Sea Stories

Spanish Skipper Who Saved an Armada

Never forgotten was the drama as the Palm Line freighter Enugu Palm after finally answering the wheel skimmed by a metre or two a row of ocean-going freighters moored at the port’s quays. A second’s delay on the part of Captain Inés would have led to one of the worst shipping disasters in African history.

Had it not been for the quick thinking of the skipper several freighters moored at the Ivory’s Coast Port of Abidjan would have been devastated.

Palm Line, a British-owned shipping company, plied 5,000 miles West Africa’s seaboard. In the early 1960s, the company’s commodore was Spanish Captain Inés, whose hands-on character was legendary. He never suffered fools so I got on perfectly well with him.

Palm Line vessels were specially designed to negotiate the sand bars of the African creeks that otherwise excluded entry to liners that might otherwise bring trade to communities located to the Dark continent’s interior.

The Port of Abidjan on the Ivory Coast, however, is a modern port. Having picked up the pilot at the port’s approaches, Captain Inés, in accordance with the protocol, surrendered control of the Enugu Palm to the pilot. The local pilot’s knowledge of the port is essential for safe mooring.
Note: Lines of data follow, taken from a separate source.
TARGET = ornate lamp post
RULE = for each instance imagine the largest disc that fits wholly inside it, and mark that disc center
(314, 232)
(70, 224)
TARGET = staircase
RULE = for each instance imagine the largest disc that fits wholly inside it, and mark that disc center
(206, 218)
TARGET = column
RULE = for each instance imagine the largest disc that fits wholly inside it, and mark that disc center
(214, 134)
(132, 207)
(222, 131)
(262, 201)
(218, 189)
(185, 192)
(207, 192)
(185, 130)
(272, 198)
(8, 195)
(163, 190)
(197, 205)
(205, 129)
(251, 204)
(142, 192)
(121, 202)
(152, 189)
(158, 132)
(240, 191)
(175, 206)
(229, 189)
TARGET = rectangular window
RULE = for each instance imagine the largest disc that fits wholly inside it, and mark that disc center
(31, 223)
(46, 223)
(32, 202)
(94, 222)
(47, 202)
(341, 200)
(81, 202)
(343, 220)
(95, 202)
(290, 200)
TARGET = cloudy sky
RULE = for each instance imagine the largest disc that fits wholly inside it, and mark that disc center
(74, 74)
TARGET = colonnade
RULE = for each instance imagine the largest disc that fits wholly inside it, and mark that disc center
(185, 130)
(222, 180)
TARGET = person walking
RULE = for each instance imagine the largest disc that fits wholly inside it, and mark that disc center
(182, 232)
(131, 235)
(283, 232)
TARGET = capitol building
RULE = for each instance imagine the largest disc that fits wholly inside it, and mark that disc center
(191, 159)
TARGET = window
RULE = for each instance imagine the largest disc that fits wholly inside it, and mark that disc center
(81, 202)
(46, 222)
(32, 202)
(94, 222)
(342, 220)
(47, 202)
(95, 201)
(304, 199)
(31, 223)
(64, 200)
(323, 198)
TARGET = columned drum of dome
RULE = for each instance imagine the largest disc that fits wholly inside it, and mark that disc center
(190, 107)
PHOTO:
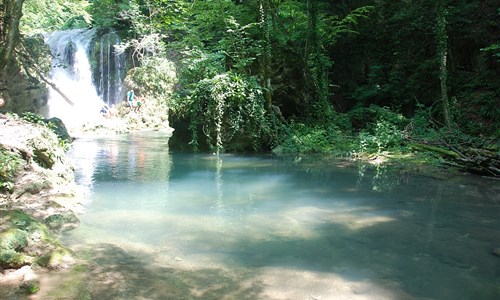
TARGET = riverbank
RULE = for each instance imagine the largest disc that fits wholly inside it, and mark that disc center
(38, 200)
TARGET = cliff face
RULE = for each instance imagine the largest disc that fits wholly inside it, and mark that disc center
(20, 88)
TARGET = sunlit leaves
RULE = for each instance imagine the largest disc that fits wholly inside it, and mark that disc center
(40, 16)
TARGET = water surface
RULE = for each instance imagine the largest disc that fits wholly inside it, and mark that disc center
(166, 225)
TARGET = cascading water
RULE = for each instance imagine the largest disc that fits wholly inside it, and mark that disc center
(109, 72)
(72, 73)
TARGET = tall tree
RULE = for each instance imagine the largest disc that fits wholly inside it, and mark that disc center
(11, 12)
(442, 53)
(265, 25)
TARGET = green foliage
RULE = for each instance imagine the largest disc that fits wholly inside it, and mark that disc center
(155, 79)
(33, 118)
(10, 166)
(382, 129)
(383, 137)
(228, 110)
(321, 139)
(41, 16)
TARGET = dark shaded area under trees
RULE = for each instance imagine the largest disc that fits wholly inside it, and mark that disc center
(363, 76)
On this occasion, it soon became self-evident that all was not quite right. The recently boarded pilot was blind drunk and quite incapable of riding a bicycle let alone a fast-moving ocean liner in the narrow confines of a port.

The Enugu Palm did successfully negotiate the port’s Vridi Canal without colliding with its palm thronged banks. As an 18-year-old Ordinary Seaman standing at the ship’s wheel I was best placed to see the unfolding drama as the pilot inexplicably instructed the engine room to full ahead. After all, we were now approaching a lengthy quay along which several freighters were moored.

Riveted, I watched the expression of growing alarm on the face of Captain Inés. Racing at full speed, about 18 kilometres per hour, the Enugu Palm’s bow was clearly destined to cleave the nearest moored freighter in two. I must have been the only British sailor ever to witness a port pilot being roughly cursed and physically shouldered aside as a ship’s captain resumed control of his doomed laden ship.

Rushing to the telegraph, bells clanged alarmingly as Captain Inés swung the lever to Full Astern. Simultaneously, he ordered me to swing the wheel hard to port. The rest was down to fate. Unlike a car, a ship can travel a long way before it responds to a change of command.